Kaen turned, the candlelight catching the edge of something in his eyes that had not been there once, something old and dangerous.

“Then we burn it all. And from the ashes, we rebuild.”

He turned back to the basin and sliced his palm with a dagger carved from Riftstone. His blood dripped into the pool, and the image darkened. The stone walls began to quake.

“It’s time,” Kaen said. “Ready the Hollow. Ready the gate. Tell the others. We move by nightfall.”

The chamber pulsed once, deep and low. Far above, unaware of what had been set in motion, the Academy readied for another patrol. Cadets laughed. Dragons stirred.
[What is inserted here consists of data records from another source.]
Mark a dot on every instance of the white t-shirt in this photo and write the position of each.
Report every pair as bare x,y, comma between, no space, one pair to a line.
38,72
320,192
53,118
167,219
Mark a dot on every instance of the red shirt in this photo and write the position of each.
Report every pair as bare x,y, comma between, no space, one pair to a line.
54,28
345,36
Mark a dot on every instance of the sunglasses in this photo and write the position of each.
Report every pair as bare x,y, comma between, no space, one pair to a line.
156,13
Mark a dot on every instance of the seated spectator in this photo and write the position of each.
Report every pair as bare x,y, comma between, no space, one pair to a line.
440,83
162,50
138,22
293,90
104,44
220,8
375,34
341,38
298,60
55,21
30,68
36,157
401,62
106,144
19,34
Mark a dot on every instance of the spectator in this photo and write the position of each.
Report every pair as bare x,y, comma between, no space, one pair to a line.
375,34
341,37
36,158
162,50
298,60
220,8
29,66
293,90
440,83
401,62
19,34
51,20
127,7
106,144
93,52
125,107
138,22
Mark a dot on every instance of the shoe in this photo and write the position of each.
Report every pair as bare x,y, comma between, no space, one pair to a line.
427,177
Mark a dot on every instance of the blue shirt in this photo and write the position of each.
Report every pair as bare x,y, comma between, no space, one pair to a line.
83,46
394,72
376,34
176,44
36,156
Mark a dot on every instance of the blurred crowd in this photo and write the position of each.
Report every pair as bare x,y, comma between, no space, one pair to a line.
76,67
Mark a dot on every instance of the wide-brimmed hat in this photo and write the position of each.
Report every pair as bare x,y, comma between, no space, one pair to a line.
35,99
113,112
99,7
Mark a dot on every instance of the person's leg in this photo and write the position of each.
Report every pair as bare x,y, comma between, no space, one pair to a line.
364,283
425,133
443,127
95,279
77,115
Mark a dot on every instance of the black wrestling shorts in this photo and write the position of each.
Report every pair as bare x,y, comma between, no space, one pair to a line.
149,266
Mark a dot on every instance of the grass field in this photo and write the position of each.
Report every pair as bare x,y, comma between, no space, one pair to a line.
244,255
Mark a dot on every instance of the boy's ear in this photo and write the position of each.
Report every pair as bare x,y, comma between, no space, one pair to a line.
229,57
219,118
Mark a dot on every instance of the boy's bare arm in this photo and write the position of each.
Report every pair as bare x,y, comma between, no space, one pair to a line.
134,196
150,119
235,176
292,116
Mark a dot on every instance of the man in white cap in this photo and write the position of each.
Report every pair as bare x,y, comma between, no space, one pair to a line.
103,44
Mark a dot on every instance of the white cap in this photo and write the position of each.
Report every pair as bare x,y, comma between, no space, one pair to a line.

And the shadows beneath them waited.

Far beyond the Vale of Sigryn, beneath the charred remains of a forgotten fortress, Kaen stood within a war chamber cloaked in shadow.

The walls pulsed faintly with red sigils, as if blood-sealed.

Around him gathered cloaked figures, their features obscured, their voices lowered to whispers even in secrecy.

"She has returned," one of the hooded figures hissed. "The Aether stirs."

Kaen’s jaw tightened. "Then we strike before the power anchors fully. We allowed her to return; it was necessary to plant doubt. But now we shift to certainty."

A second voice rasped, "The Queen’s protections grow stronger. Her sight reaches beyond even what she reveals to the King."

Kaen turned, hands resting on the edge of a blackened table carved with shifting runes. "Then we take the Queen. Quietly. Swiftly."

A murmur spread among the circle.

"She is too well-guarded."

Kaen smiled coldly. "Not for long. I have a man within her service. He’ll see to her isolation. We do not need a battlefield; we need a whisper in the right corridor, a false scroll, a redirected patrol. She’ll be vulnerable within her own tower."

The tallest cloaked figure stepped forward. "And when she is in our hands?"

"We strip her mind," Kaen said softly. "She holds the last pieces of the prophecy that were never written, never spoken aloud. She’s seen what comes next. I want it. And then, she’ll be the message.

A fallen Queen is more powerful than a vanished one.

" A moment passed in silence before Kaen spoke again.

"Move the plan forward. The dark forces gather at the mountain passes. The moment Thaelyn takes to the sky alone again, we strike with full force."

He looked toward the brazier at the center of the room, where violet flame danced without smoke.

"Let the King believe the war is still months away. Let Thorne guard his little Aether flame. By the time they realize what we’ve done, the Veil will already be breaking."

The cloaked figures bowed low and dispersed into shadow. Kaen stood alone, the fire’s eerie light gleaming in his eyes. And though no one saw it, a tremor passed through his hand. Not of fear. But of hunger.